On February 12, in Orenburg, near school No. 56, a pack of dogs attacked a 13-year-old girl. The emergency room reported that this is the third victim of stray animals in a day.
Pereslavl-Zalessky. Svetlana Spiridonova, 35, was the victim of stray dogs who attacked her near the city morgue.
Regional media reports that after the tragic deaths due to dog attacks, people began their own hunt for street dogs, as the authorities were inactive. In Astrakhan, someone began to kill and hang dogs on trees, and in the Trans-Baikal Territory, men began to shoot street dogs themselves. In Samara, an eyewitness filmed a pack of chipped dogs attacking a boy. The child was not hurt, he was saved by the fact that he was not alone. But this time...

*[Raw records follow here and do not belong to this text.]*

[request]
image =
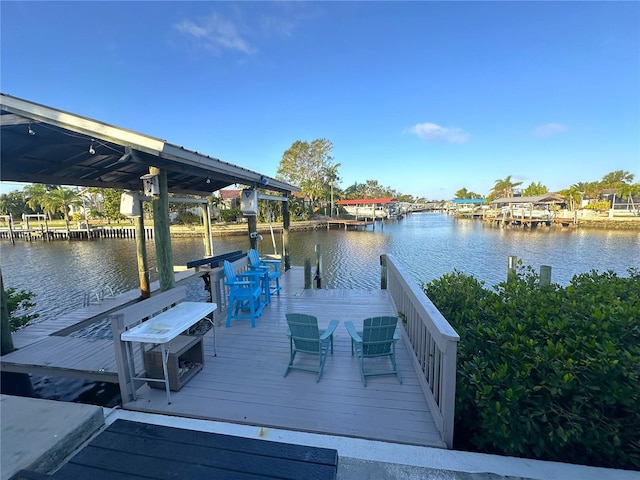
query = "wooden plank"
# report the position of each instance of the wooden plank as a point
(318, 455)
(129, 448)
(245, 382)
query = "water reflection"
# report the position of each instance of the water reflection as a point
(428, 245)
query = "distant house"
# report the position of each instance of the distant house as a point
(538, 207)
(230, 198)
(619, 203)
(467, 206)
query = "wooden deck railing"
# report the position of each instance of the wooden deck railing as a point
(219, 291)
(433, 341)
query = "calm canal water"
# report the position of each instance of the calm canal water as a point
(428, 245)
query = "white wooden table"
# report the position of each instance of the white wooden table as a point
(163, 328)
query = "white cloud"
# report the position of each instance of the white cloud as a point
(216, 33)
(549, 129)
(432, 131)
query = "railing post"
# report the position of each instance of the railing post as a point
(512, 265)
(383, 272)
(124, 376)
(545, 275)
(318, 267)
(448, 392)
(307, 273)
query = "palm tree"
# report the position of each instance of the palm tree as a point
(35, 196)
(331, 178)
(616, 179)
(504, 188)
(60, 199)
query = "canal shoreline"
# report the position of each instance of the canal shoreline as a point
(231, 229)
(126, 230)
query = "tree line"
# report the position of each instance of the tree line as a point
(619, 180)
(312, 167)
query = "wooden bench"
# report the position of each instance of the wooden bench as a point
(127, 318)
(216, 261)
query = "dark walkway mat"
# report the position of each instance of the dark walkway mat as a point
(132, 450)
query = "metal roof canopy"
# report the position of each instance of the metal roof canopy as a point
(366, 201)
(40, 144)
(544, 198)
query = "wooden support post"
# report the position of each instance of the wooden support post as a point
(11, 235)
(307, 273)
(162, 236)
(383, 272)
(512, 265)
(208, 238)
(286, 222)
(252, 221)
(141, 255)
(318, 277)
(6, 345)
(545, 275)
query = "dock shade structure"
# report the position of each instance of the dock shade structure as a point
(41, 144)
(369, 207)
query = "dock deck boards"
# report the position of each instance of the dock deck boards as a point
(245, 382)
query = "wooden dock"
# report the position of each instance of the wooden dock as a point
(245, 382)
(46, 233)
(349, 224)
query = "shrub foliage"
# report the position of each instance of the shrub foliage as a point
(19, 302)
(547, 372)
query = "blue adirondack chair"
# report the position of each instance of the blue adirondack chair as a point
(244, 295)
(377, 339)
(305, 337)
(272, 266)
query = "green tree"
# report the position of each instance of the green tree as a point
(535, 189)
(60, 199)
(616, 179)
(574, 196)
(111, 203)
(355, 191)
(331, 179)
(304, 164)
(589, 190)
(629, 191)
(464, 194)
(36, 198)
(13, 203)
(504, 187)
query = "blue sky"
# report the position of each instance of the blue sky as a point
(425, 97)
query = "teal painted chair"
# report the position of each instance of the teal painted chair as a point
(244, 296)
(377, 339)
(272, 266)
(305, 337)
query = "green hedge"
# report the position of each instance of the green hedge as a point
(549, 372)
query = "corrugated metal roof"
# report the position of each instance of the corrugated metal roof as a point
(545, 198)
(366, 201)
(469, 200)
(41, 144)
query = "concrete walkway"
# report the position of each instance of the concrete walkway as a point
(41, 434)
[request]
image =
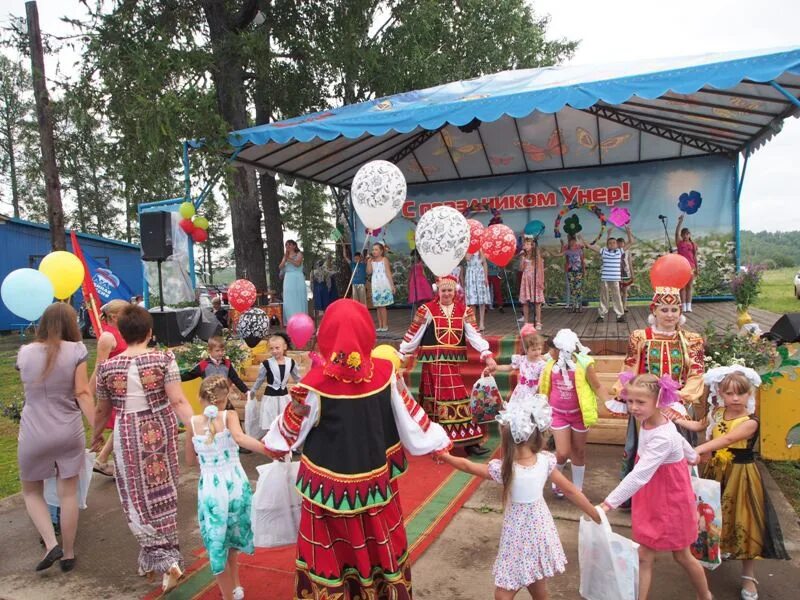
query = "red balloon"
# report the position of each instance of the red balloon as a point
(475, 235)
(499, 244)
(241, 294)
(187, 226)
(670, 270)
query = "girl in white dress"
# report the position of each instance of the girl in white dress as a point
(382, 284)
(223, 491)
(529, 365)
(276, 371)
(477, 286)
(530, 549)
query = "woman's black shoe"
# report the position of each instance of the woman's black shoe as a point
(55, 554)
(476, 450)
(67, 564)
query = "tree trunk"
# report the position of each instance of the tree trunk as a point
(12, 171)
(228, 75)
(44, 114)
(273, 225)
(270, 202)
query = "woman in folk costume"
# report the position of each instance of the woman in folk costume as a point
(663, 348)
(440, 331)
(353, 423)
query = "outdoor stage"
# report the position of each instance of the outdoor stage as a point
(608, 337)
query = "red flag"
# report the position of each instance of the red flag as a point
(90, 295)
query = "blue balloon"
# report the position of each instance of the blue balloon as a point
(534, 228)
(26, 293)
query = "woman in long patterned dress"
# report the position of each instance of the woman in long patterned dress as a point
(664, 348)
(144, 385)
(353, 420)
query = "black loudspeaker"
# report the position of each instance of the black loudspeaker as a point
(166, 330)
(156, 235)
(786, 329)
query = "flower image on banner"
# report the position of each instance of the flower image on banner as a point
(442, 238)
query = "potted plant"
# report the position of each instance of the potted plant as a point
(745, 286)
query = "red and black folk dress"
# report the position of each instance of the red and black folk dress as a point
(353, 429)
(439, 335)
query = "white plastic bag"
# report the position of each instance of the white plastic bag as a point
(609, 562)
(84, 479)
(276, 504)
(706, 548)
(252, 418)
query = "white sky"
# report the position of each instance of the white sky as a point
(626, 29)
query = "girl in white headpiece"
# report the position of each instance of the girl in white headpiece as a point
(530, 549)
(572, 387)
(750, 528)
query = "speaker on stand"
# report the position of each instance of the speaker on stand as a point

The regional Investigative Committee of the Investigative Committee promptly responded to a report about an attack by aggressive dogs on a child in Orenburg. The department announced the initiation of a criminal case on the fact of negligence of officials of the housing and communal services department of the Orenburg administration. Officials of the UZHKH did not organize the work of catching, transporting and keeping stray animals.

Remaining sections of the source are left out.